Caitlin Benson and Chris Cuellar, right, of the band Paper Chain played at Badger Hill Brewing on April 20 in Shakopee. Benson, a millennial, was forced to give up her house for an apartment in Minneapolis after her payments doubled in six years. She makes ends meet as a freelance music teacher and plays cello with her band. As millennials, who began working during a recession, approach middle age, a slow start attributed to the recession means many still feel financially behind, no matter their current income.

Uncertainty reigns

Marcus, the U professor, said the repercussions of this generational income disparity are playing out in surveys that measure happiness. Young Americans are far less happy than they used to be, according to Gallup, bucking the normal trend of happiness dipping from youthful highs then moving up again in old age.

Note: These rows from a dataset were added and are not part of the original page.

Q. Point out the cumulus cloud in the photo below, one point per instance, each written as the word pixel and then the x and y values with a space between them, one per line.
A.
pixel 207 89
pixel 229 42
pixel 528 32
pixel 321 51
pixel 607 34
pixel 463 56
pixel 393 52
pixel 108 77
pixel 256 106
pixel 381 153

"There's a lack of predictability that leads to uncertainty," Marcus said. "What the hell's going to happen in the next 40 years? What should I do to prepare for it?"

Millennials of a certain age have been slower to buy homes, start a family and adequately fund retirement accounts because of a late start or slow rise through the income ladder.

"If folks are not experiencing that earnings growth early in their careers, I think it makes it harder for them to hit those milestones," said Abigail Wozniak, director of the Minneapolis Fed's Opportunity and Inclusive Growth Institute. "Once that milestone isn't reached in a certain amount of time in the life cycle, it has these longer-run effects."

The World Happiness Report shows only in America are millennials and the younger Generation Z so strikingly less happy compared to those 60 and older.

That's not just income and wealth disparities but the weight of the world, at everyone's fingertips, casting doubt on a thriving future.

"You have to have an open society where your mobility is based on merit and hard work. And if that goes away, it just makes you unhappy," Marcus said. "What we always said in the United States is: You're going to do better than your parents. I don't think that's as prevalent. I don't know how real it is."